Facebook ha protagonizado en las últimas semanas su mayor crisis de reputación. The Guardian y The Times publicaron recientemente como un colaborador de la compañía había accedido de forma irregular a la información de 50 millones de usuarios de Facebook. 270.000 personas de esos 50 millones entregaron la información de forma voluntaria respondiendo a un cuestionario para un estudio de personalidad que realizaba un psicólogo de la Universidad de Cambridge. El cuestionario se cumplimentaba a cambio de una contraprestación económica que cubría la consultoría Cambridge Analytica.

En aquel año 2014, Facebook aún permitía que una aplicación de terceros accedieses a la información de los contactos del usuario, situación que se revertió en 2015. Para entonces, los 270.000 perfiles de personalidad -con información como localización, aficiones, religión, opiniones…- recogidos en el estudio se habían convertido en los 50 millones de usuarios estadounidenses que fueron a parar a manos de Cambridge Analytica. Con esta información, la consultora trabajó en campañas de Trump y en la del brexit, permitiendo dirigir la información y los mensajes adecuados a los receptores idóneos. Sí, el big data era esto.

El escándalo le ha estallado a Facebook principalmente por su deficiente respuesta. Eran conocedores de la situación mucho antes de su publicación y prácticamente no hicieron nada, lo que despierta enormes dudas acerca de la protección que Facebook realiza sobre la información de sus usuarios.

Esta reacción es llamativa porque las redes sociales son por definición lo opuesto a la privacidad y porque tenemos perfectamente integrada en nuestra vida digital la alegre cesión de datos a cualquier empresa que lo solicite a cambio de algo mínimamente útil. Ahí en mi navegador tengo media docena de extensiones que a cambio de determinadas funcionalidades tienen permiso para leer y modificar toda la información que introduzco en el navegador y también la que genero sin ser consciente de ello. Algunas de ellas, nótese la ironía, están encargadas de mantener mi actividad en Internet alejada de ojos extraños. Podríamos continuar con las ingentes cantidades de información que recogen los medios sociales sobre los usuarios, la información que envía el sistema operativo al desarrollador y aún ni nos hemos acercado a los terminales móviles y sus apps.

No hay más que mirar a los dispositivos que tenemos alrededor y el uso que hacemos de ellos para darse cuenta de que el concepto de intimidad, en el sentido tradicional, es inaplicable en Internet. Antes, para mantener la privacidad bastaba con permanecer tras las paredes de casa. Hoy hemos abierto las puertas de esa casa a varias decenas de extraños de los que esperamos que sean buenos pero hemos dado permiso para hacer prácticamente lo que quieran con lo que ven y oyen. Hasta les dejamos que metan mano en nuestra cartera.

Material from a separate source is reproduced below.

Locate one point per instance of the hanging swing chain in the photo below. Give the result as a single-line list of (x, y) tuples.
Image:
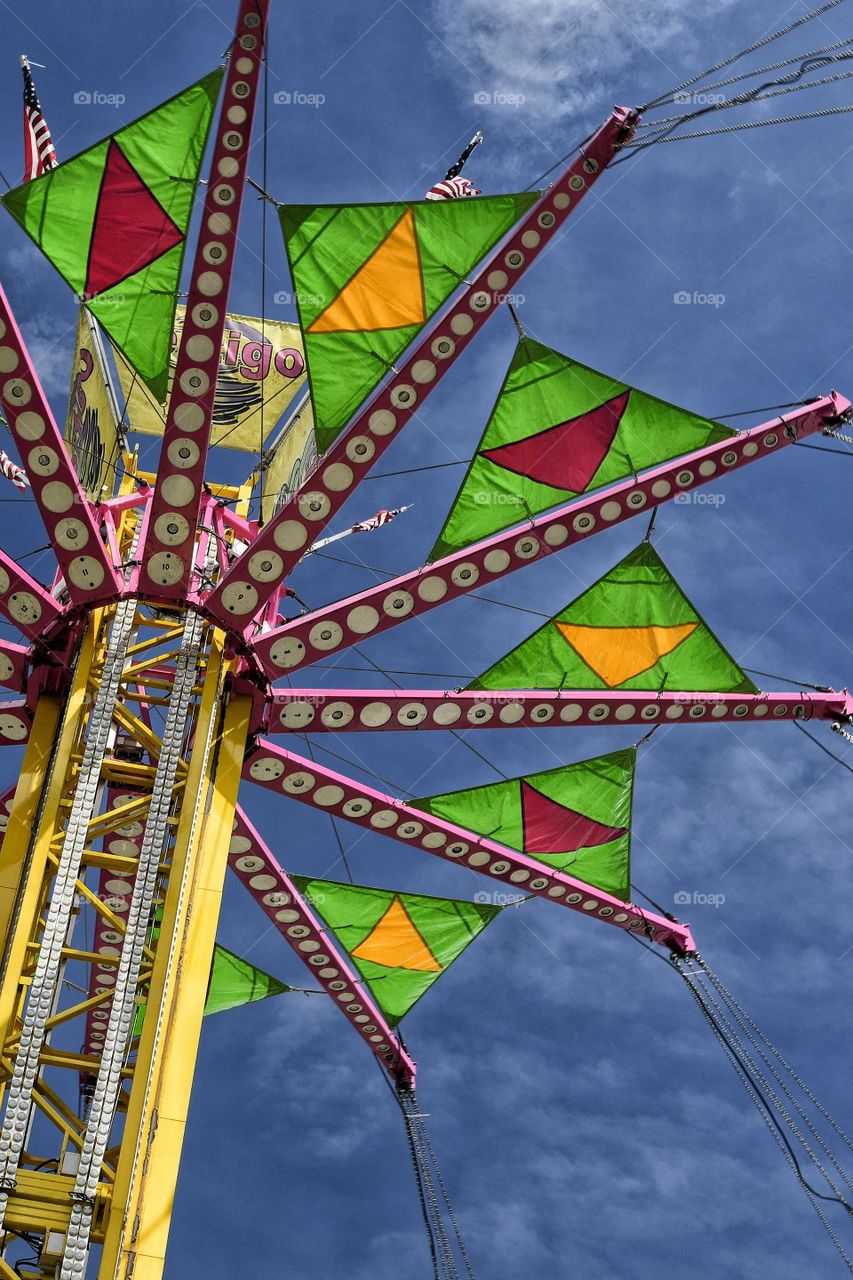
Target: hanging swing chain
[(757, 1080), (425, 1161), (751, 1043), (744, 53), (415, 1128), (766, 1115), (413, 1152), (734, 1004), (757, 71), (448, 1206)]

La privacidad es una cosa y la protección de datos otra. La primera es una batalla perdida en un ecosistema tecnológico como el actual, a menos que se esté dispuesto a renunciar a buena parte de sus ventajas. Lo segunda es la última línea de defensa y otra batalla que difícilmente se ganará pero que se puede evitar perder. Es improbable que la legislación y la responsabilidad empresarial vayan al mismo ritmo que el desarrollo tecnológico, pero al menos puede ir corrigiendo algunos de sus defectos más evidentes.

El usuario, por nuestro lado, se escandaliza mucho y hasta populariza hashtags como #deletefacebook, pero sin replantear los hábitos y usos que facilitan la manipulación de la información a niveles inéditos hasta ahora. La responsabilidad en las empresas que gestionan los datos en lugar de en nosotros por entregarlos.

Luego nos sorprendemos como si fuéramos nuevos.